Perhaps one of the most controversial aspects of her life was her involvement with "The Collective," a group of individuals who shared her philosophical views and became a central driving force in her intellectual movement. The roots of this group were in Ayn Rand's meeting with Nathaniel Branden (born Nathan Blumenthal), now a psychologist. When the two first met in March of 1950, Branden was only 19 years old. He had read The Fountainhead when he was fourteen, and described it as the most emotionally moving reading experience of his life. He was studying psychology at UCLA at the time, and after their initial meeting, they would continue to associate for a further 18 years.

Also interested early on was Barbara Weidman, a Canadian like Branden. She had also read The Fountainhead with enthusiasm many times. The three grew very close, and Rand followed them to New York City where Branden finished his undergraduate degree at New York University while Barbara did graduate work also at NYU. In 1953, the two married, in a union that some claim was forced on them by Rand. After their marriage, they took the names Nathaniel and Barbara Branden, which they retain today. Friends of the couple soon formed the school that would later be famous. NYU art history student Mary Ann Sures admired Rand's philosophy of egoism, and Leonard Peikoff, Barbara's cousin, joined the group after studying philosophy at NYU with Sidney Hook, the known anti-Communist liberal philosopher. Rand's work had also captured young Alan Greenspan, student of economics who was jokingly called "the Undertaker" in their circle, who would later become chairman of the Federal Reserve Board.

Rand presided over their meetings and eventually let the group read the manuscript of Atlas Shrugged. By 1955, she had begun to polish John Galt's infamous speech at the end of the novel, which remains the best summation of her philosophical views in print. Also at this time, she began her controversial affair with Nathaniel Branden. Other members of The Collective didn't know about it at first, but both of their spouses were told about it and expected to comply; their union was to be seen as rational and undeniable, like the love Rand's heros and heroines shared. Barbara was reluctant, but went along with it. Frank agreed to their arrangement but reportedly started drinking himself into oblivion.3

In 1968, the most devastating blow hit The Collective and its vision. Branden told everyone about the affair between himself and Rand, which caused them to have a personal and professional break which would hold until her death in 1982. Rand responded by publishing an article in her periodical The Objectivist which officially severed all professional and personal ties with both Nathaniel and Barbara Branden.

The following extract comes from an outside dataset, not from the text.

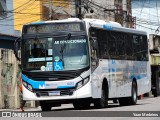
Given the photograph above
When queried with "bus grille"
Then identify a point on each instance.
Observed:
(46, 93)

In it, she accuses Branden of many things, but essentially, she thought that he was growing apathetic in relation to his professional reponsibilities due to his time investment in a new project of his. She also charges that she was financially and personally exploited by Branden. She mentions that in the last years of their relationship, Branden began making excessive demands on her time, supposedly asking for advice on his work and his personal life. Branden denies these charges, citing financial records from NBI's books. Barbara Branden also defends herself, as she was criticized in Rand's article, too.

Rand concludes her essay:

"Consistency is one of the cardinal requirements of Objectivism, both philosophically and psychologically. It is a dangerous philosophy to play with or to accept half-way: it will stifle the mind that attempts to do so. In this respect, Objectivism, like reality, is its own avenger. I regret that the demonstration of this fact had to come in so tragic and ugly a form."

See my sources for more information on this incident.

The Writing of Ayn Rand

Ayn Rand's work includes both fiction and nonfiction, books and essays in which she provides her views on politics, ethics, aesthetics, epistemology, and other subjects.

In addition, books exist about Rand and her work from many sources, namely, Leonard Peikoff, David Kelley, and Nathaniel Branden.

Perhaps the largest foundation still existing for Rand's work is ARI, the Ayn Rand Institute. Their main purpose is to attempt to bring objectivism into the academic and intellectual mainstream, and they've spend over $5 million in their efforts doing so. This includes about $250,000 in scholarships to high school and college students who enter writing contests on Rand's novels. ARI recognized Objectivist clubs exist on over a hundred university campuses across the world. Support for the philosophy exists in many academic journals and groups, notably the American Philosophical Association. Ayn Rand's legacy strongly continues today.

*Thanks to xerxes02 for alerting me to the fact that I missed this one.


1Lysander Spooner. Free Political Institutions. Chapter 1: Legitimate Government and Majority Rule.

Nathaniel Branden. My Years with Ayn Rand. © 1999
Jeff Walker. The Ayn Rand Cult. © 1999

The Breakup of Nathaniel Branden & Ayn Rand

  • In October of 1968, Ayn Rand wrote "To Whom it May Concern" in The Objectivist, which outlined the perceived betrayal of Branden. sighmoan was awesome enough to dig up a copy of this issue of The Objectivist, volume 7, no. 5, May 1968.
  • Branden and Barbara's responses to Rand's essay are online here:
  • — "Devers Branden and Ayn Rand" — an essay about Rand's interaction with Branden's current wife, shortly before Rand's death. Rand referred to Branden's affair with her in "To Whom it May Concern" in the following manner: "Mr. Branden had been concealing from me certain ugly actions and irrational behavior in his private life, which were grossly contradictory to Objectivist morality ..."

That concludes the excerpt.